Al dar a la palabra una acepción muy general, es posible decir que el convaleciente carece de energía. Como Michel Delon86 lo ha dicho casi todo sobre este tema acerca del Siglo de las Luces, es inútil dedicar más tiempo a este asunto. Preguntémonos, no obstante, como él, si esa famosa energía se aplica igualmente al hombre y a la mujer. Aunque solo sea para corregir la impresión que da el cuadro de Tissot87, que otorga a la convalecencia los rasgos de una lánguida mujer en su jardín. Para Diderot, por ejemplo88, no cabe la menor duda de que la mujer posee tanta energía como el hombre y de que no se complace lo más mínimo con las lentitudes del regreso a la salud. Pero también la presenta «como un ser extremo en su fuerza y su debilidad»89. Algo que podrían corroborar ciertas heroínas de Madame de Staël, adepta por otra parte de las ideas vitalistas90. Al mismo tiempo, la mujer se convierte en un personaje de novela más interesante que el hombre, incapaz de llegar a los extremos.

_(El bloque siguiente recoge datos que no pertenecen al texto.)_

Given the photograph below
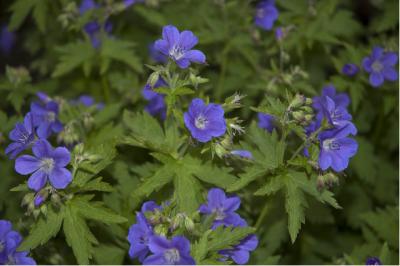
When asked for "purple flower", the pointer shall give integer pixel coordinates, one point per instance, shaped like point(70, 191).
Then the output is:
point(373, 261)
point(266, 14)
point(340, 99)
point(336, 148)
point(45, 119)
point(38, 200)
point(279, 33)
point(138, 237)
point(266, 122)
point(242, 153)
point(350, 69)
point(240, 253)
point(178, 46)
point(380, 65)
point(93, 28)
point(46, 164)
point(169, 252)
point(156, 105)
point(223, 208)
point(9, 242)
point(156, 55)
point(128, 3)
point(205, 121)
point(7, 40)
point(43, 97)
point(337, 116)
point(23, 136)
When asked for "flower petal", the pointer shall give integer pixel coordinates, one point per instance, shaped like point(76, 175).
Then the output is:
point(42, 148)
point(60, 177)
point(162, 46)
point(241, 256)
point(196, 56)
point(61, 156)
point(26, 164)
point(390, 73)
point(37, 180)
point(170, 34)
point(158, 244)
point(231, 204)
point(376, 79)
point(182, 244)
point(157, 259)
point(187, 40)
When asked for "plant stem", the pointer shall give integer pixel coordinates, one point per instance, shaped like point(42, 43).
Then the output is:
point(305, 143)
point(262, 215)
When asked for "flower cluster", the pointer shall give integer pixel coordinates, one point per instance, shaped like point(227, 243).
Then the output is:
point(47, 163)
point(178, 46)
point(223, 208)
point(40, 122)
point(144, 240)
point(93, 28)
point(150, 244)
point(156, 103)
point(205, 121)
point(380, 66)
point(266, 14)
point(336, 148)
point(9, 242)
point(7, 40)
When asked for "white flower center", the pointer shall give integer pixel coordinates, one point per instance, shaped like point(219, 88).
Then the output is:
point(260, 13)
point(51, 117)
point(47, 164)
point(330, 144)
point(377, 66)
point(172, 256)
point(220, 214)
point(176, 52)
point(200, 122)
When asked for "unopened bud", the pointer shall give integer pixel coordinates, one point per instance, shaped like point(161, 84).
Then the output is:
point(161, 229)
point(189, 224)
point(298, 101)
point(298, 115)
point(152, 80)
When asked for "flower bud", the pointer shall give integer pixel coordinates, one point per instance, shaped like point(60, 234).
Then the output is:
point(189, 224)
point(152, 80)
point(161, 229)
point(298, 115)
point(297, 101)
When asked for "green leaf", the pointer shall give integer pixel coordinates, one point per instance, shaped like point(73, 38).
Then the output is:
point(266, 148)
point(294, 205)
point(39, 14)
point(72, 56)
point(121, 51)
point(43, 230)
point(78, 236)
point(20, 10)
point(187, 192)
point(104, 154)
point(109, 255)
point(97, 185)
point(250, 174)
point(158, 180)
point(209, 173)
point(95, 211)
point(227, 237)
point(272, 186)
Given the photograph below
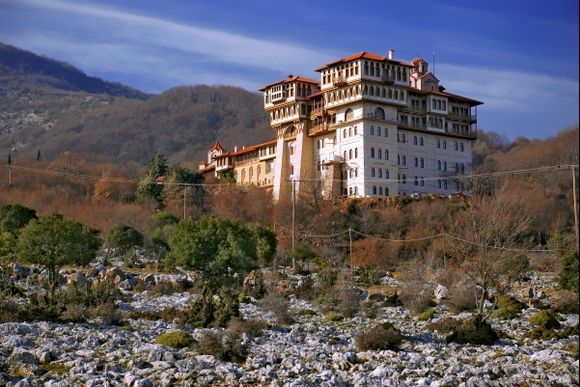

Las fluctuaciones de la ciencia fueron la alegría de los novelistas. El vitalismo, por la propia vaguedad de sus ideas, se extendió por Europa en el siglo XIX. Muchos autores se refieren a la noción de «fuerza vital» o de «impulso vital». Se ha escrito que Balzac, en ocasiones, se adueñó de esas nociones porque eran compatibles con su filosofía de la voluntad. La realidad es algo diferente. Debemos al autor de La comedia humana el personaje de Cameristus, que acude junto al lecho de Rafael en La piel de zapa. Lo menos que se puede decir es que el retrato de este practicante de las doctrinas vitalistas, afligido con un nombre molieresco, no es halagador. Lo esencial para él es la doctrina, en este caso, la de Van Helmont, el papa (alemán) de los vitalistas: «Señores», explica a sus colegas, «el principio vital, el fuego central de Van Helmont, está afectado; la vitalidad misma de este sujeto [Rafael] está atacada en su esencia, la chispa dorada». No quiere oír hablar de verdadera terapia: «Yo quisiera un tratamiento moral, un examen profundo del ser íntimo. Busquemos la causa del mal en las entrañas del alma y no en las entrañas del cuerpo»91. Esto esboza el personaje. Balzac, que conocía a muchos médicos92, los estimaba demasiado como para aprobar tales sandeces. Más razonable que Cameristus, uno de sus colegas exclama: «No perdamos de vista al enfermo»93. El médico vitalista habría sido más convincente si hubiera estado tratando a un convaleciente. Pero, en aquella época, la compleja naturaleza de la convalecencia seguía siendo en el ángulo muerto de la medicina.